Part of the communiqué read “As we were preparing this communiqué, Global Terrorism Index screams “Nigeria has Emerged as the Most Terrorised Country in Africa…. ranked 3rd most Terrorised Country in the World!”
We reiterate once again, the solution to Nigeria’s problems does not lie in 2023 election neither does it lie in the charade embarked upon by the NASS under the guise of a Constitutional Review.
The YSG strongly believes that the current exercise to amend the Nigerian constitution is a needless, irresponsible and surreptitious gambit to distract the various Nigerian ethnic nationalities agitating for Restructuring, true Federalism or self-determination.
How can you ask people to submit memoranda to amend a fatally flawed constitution which ab-intio contains contrived clauses and entrenched imbalances which will nullify the aspirations of many major ethnic groups in the country, especially in the southwest?
There is an unfair representation of many ethnic nationalities in the NASS because of our flawed census figures and unfair geographical division of the country into states and local governments done by military fiat by soldiers of northern extraction following successive coups.
For example, the current situation whereby all the federal legislators in the southeast region, originally one third of the tripod that held Nigeria together, add up to just the number of legislators in Kano state should not be employed to amend a constitution which requires a 2/3 majority vote of the National Assembly. Similar distortions also exist in the southwest when we compare the 20 local governments in Lagos to that of Kano with 44. As it is, the North has been given a veto power over all the other regions combined. This shouldn’t be. That is why there is always the refrain “Go to the National Assembly” from the North whenever unfairness or imbalances in the polity are pointed out.

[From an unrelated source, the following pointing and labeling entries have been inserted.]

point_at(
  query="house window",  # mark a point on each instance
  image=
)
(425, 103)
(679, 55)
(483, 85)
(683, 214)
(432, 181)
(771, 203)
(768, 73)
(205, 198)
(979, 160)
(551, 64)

The totality of the Nigerian 1999 Constitution must be jettisoned and a fresh document produced, which will truly reflect the wishes of “we the people”.
Presently, every signal from the government, contradicts a desire for genuine change – from the President’s pronouncements since he came, his various actions, the way various bills being smuggled into and sometimes by the legislature into the NASS, particularly, the vexatious Water Bill, a very clear Anti-Restructuring venture embarked by this administration and supported by same National Assembly, the evidence of which the chair of a committee had the audacity to call it, “A Done Deal”, with same National Assembly asking the people being dispossessed of their land to come with memoranda — To do what exactly? Accord legitimacy to illegality and fraud?
The way forward: The Buhari administration that has the Senate and the National Assembly under her control should set up a Technical constitution drafting committee (TCDC) to work out within three months a new framework into a document as basis for all ethnic nationalities to live in peace as collaborative neighbours, using existing documents in the public domain.